Although the number of cases are low, the viral agents that cause these diseases are still present. If people stop vaccinating their pets there will be a large population of un-protected pets just waiting for one of these highly contagious viruses to enter the neighborhood and cause an epidemic. These diseases are fatal and/or cause lots of suffering e.g. Distemper causes meningitis, Parvovirus causes bloody vomiting and diarrhoea.
Parvovirus is still common especially in lower income areas where people try to save money by not vaccinating. Parvovirus can also be common in many shelters, pounds and rescues as many unvaccinated dogs come through the doors every year. The virus spreads easily and can survive up to one year in contaminated soil – a dog has only to sniff where an infected dog went to the toilet one year ago to pick up the infection. It causes sudden vomiting and diarrhoea of watery blood, severe shock, acute abdominal pain and death. Treatment is prolonged, costly and not always successful. This makes vaccination a must.
Canine Distemper occurs only occasionally as it has almost been eradicated in Australia due to a very successful vaccination program. It is a highly contagious viral disease and symptoms vary but include fever, sneezing, nasal discharge, vomiting diarrhoea, loss of appetite and depression. Muscle tremors, fits and paralysis occurs in the later stages of the disease.
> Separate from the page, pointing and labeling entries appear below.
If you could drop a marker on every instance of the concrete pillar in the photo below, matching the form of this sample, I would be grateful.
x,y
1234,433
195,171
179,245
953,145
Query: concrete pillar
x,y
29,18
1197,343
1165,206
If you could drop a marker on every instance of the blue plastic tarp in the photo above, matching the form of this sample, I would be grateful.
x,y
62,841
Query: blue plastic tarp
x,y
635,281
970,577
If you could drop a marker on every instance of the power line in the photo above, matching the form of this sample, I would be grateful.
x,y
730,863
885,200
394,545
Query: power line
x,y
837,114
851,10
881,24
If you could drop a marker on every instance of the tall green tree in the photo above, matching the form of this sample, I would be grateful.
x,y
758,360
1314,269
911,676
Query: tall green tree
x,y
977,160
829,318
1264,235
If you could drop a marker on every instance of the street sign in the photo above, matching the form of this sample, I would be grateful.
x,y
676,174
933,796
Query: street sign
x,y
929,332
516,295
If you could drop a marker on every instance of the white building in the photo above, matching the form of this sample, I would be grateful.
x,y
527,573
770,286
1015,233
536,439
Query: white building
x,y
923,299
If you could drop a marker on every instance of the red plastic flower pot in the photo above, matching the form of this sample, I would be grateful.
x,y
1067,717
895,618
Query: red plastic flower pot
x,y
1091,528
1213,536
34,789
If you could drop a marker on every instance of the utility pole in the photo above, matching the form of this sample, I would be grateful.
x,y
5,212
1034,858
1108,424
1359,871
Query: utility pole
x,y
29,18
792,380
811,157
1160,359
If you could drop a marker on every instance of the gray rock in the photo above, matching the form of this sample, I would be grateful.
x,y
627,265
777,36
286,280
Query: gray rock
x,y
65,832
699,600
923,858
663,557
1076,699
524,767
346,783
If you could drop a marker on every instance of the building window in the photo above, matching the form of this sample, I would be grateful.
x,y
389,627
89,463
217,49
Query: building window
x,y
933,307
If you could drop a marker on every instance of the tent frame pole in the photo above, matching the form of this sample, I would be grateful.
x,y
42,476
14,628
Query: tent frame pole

This is a very serious viral liver disease. Symptoms include high fever, depression, loss of appetite, vomiting, diarrhoea and acute abdominal pain.
Prevention of Distemper, Hepatitis and Parvovirus
These days dogs receive annual booster to protect them from Distemper, Hepatitis and Parvovirus as a bare minimum.
There a several “bugs” which cause Kennel Cough of which the worst are Bordetella and Parainfluenza. Dogs coming into contact with large number of other dogs e.g. boarding kennels, show dogs, are at the greatest risk of catching kennel cough and can develop a nasty throat and/or chest infection.
Prevention of Kennel Cough
Both Bordetalla and Parainfluenza are preventable by use of Vaccination. There are still a few other “bugs” which can cause a mild kennel cough.